Although Disney will provide a pair of shoes, it’s a good idea to bring your own black slip-resistant shoes. That way if your Disney shoes fall apart in two months or get soaked in the rain, you’ll have a backup pair.
Finally, brings plenty of black socks and white shirts. In one of the locations I worked, wearing white socks or a colored shirt under your chef’s coat were fireable offenses.
What kind of paperwork do you need to bring?
All the paperwork Disney sends you (most of it should be filled out in advance), along with several forms of identification. I brought a driver’s license, a birth certificate, and a social security card. Things such as your birth certificate and social security card can be mailed back home after you check in.
I brought my ServSafe certification in case Disney wanted to see proof that I had indeed passed the ServSafe test. However, they never asked to see it.
If you’re getting credit for your Disney internship, your school will likely have papers and forms you’ll need to fill out as you go. These may be timesheets, evaluation forms, etc. Most of these things will need to be signed by a chef. This shouldn’t come as any surprise to the chefs; they understand that culinary schools have requirements like this, so it shouldn’t be a big deal to get them to sign papers as needed.
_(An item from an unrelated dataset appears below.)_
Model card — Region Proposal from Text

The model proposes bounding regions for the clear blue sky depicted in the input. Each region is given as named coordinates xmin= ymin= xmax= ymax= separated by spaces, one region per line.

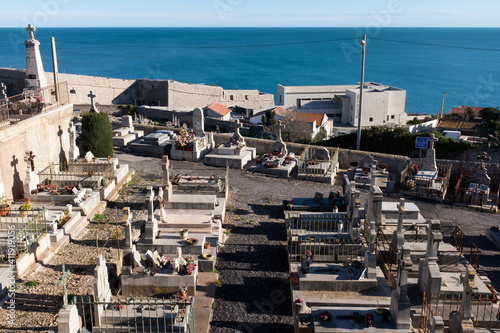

Do you get to choose which apartment to live in? Will your roommates be culinary cast members too?
Everyone who checks in is asked which apartment complex they’d like to live in (Vista Way, Chatham, or Patterson). You may or may not be asked how many roommates you want. I asked for Patterson, which is the newest and quietest of the complexes. I was randomly assigned to live with five other roommates. None of my roommates had culinary roles.
Other people have reported different experiences. In one case, a culinary didn’t get a choice and was assigned to live in Vista Way with other culinaries as roommates. This was not at all the case for me or the other culinary interns I met.
You’ll have at LEAST one roommate. You may have up to seven roommates. Everyone is grouped by gender and drinking age. If you’re a girl, all your roommates will be girls too. If you’re over 21, then your roommates will be over 21 too (unless you specifically request a non-drinking or “Wellness” apartment). This way, no one gets in trouble if one of your roommates has a beer or cooks with a bottle of wine.